Who Watches Watchmen? - Part 1

I gave talk about this topic on CODE Beam V Americas, but I wasn't really satisfied with it. In this post I will try to describe what my presentation was meant to be about.

If you are wondering about the presentation, the slides are on SpeakerDeck.

Abstract#

Most of the operating systems are multi-process and multi-user operating systems. This has a lot of positive aspects. Like to be able to do more than one thing at the time at our devices, but it introduces a lot of complexities that in most cases are hidden from the users and developers. These things still need to be handled in one or another way. The most basic problems are:

Some processes need to be started before user can interact with the OS in meaningful (for them) way (for example mounting filesystems, logging, etc.)
Some processes require strict startup ordering, for example you may need logging to be started before starting HTTP server
System operator somehow need to know when the process is ready to do their work, which is often some time after process start
System operator should be able to check process state in case when debugging is needed, most commonly via logs
Shutdown of the processes should be handled in a way, that will allow other processes to be shut down cleanly (for example application that uses DB should be down before DB itself)

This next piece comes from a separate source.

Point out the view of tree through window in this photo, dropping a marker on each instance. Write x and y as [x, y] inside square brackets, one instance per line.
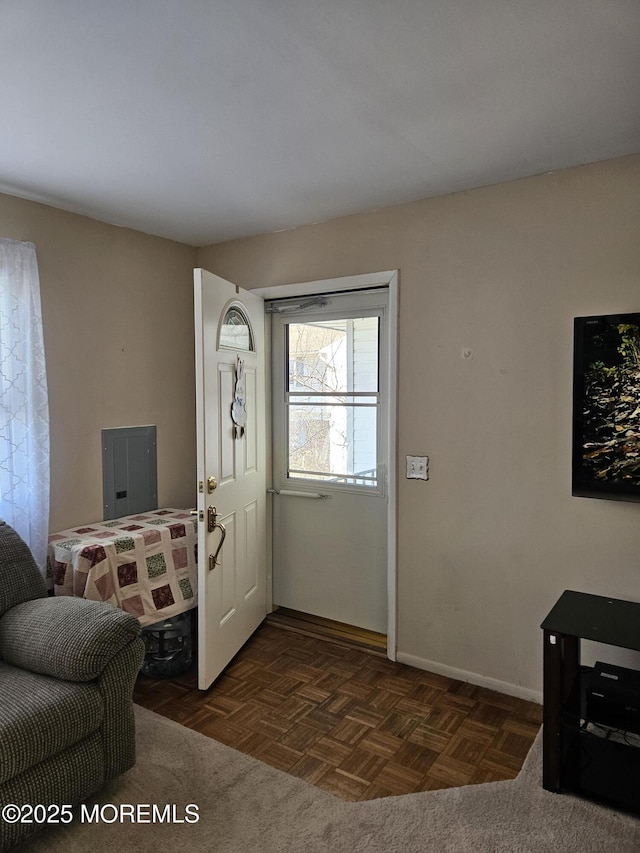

Why we need system supervisor?#

System supervisor is a process started early in the OS boot, that should handle starting and managing all other processes that will be run on our system. It is often the init process (first process started by the OS that is running with PID 1) or it is first (and sometimes only) process started by the init process. Popular examples of such supervisors (often integrated with init systems):

SysV which is "traditional" implementation that originates at UNIX System V (hence the name)
BSD init that with some variations is used in BSD-based OSes (NetBSD, FreeBSD), it shares some similarities to SysV init and services description is provided by shell scripts
OpenRC that also uses shell-based scripts for service description, used by Linux distributions like Gentoo or Alpine
launchd that is used on Darwin (macOS, iPadOS, iOS, watchOS) systems that uses XML-based plists for services description
runit which is small init and supervisor, but quite capable, for example used by Void Linux
Upstart created by Canonical Ltd. as a replacement for SysV-like init system in Ubuntu (no longer in use in Ubuntu), still used in some distributions like ChromeOS or Synology NAS
systemd (this is the name, not "SystemD") that was created by Red Hat employee, (in)famous Lennart Poettering, and later was adopted by almost all major Linux distributions which spawned some heated discussion about it

In this article I will focus on systemd, and its approach to "new-style system daemons".

DISCLAIMER

Each of the solutions mentioned above has its strong and weak points. I do not want to start another flame war whether it is good or not. It has some good in it, and it has some bad in it. We can say that it "won" over the most used distributions, and despite our love or hate towards it, we need to learn how to live with that.

Why `systemd`?#

systemd became a thing because SysV approach to ordering services' start-up was mildly irritating and non-parallelizable. In short, SysV is starting processes exactly in lexicographical order of files in given directory. This meant, that even if your service didn't need the DB at all, but it somehow ended further in the directory listing, you ended in waiting for the DB start-up. Additionally, SysV wasn't really monitoring services, it just assumed that when process forked itself to the background, then it is "done" with the startup, and we can continue. This is obviously not true in many cases, for example, if your previous shutdown wasn't clean because of power shortage or other issue, then your DB probably need a bit of time to rebuild state from journal. This causes even more slowdown for the processes further in the list. This is highly undesired in modern, cloud-based, environment, where you can often start the machines on-demand during autoscaling actions. When there is a spike in the traffic that need autoscaling, then the sooner new machine is in usable state the sooner it can take load from other machines.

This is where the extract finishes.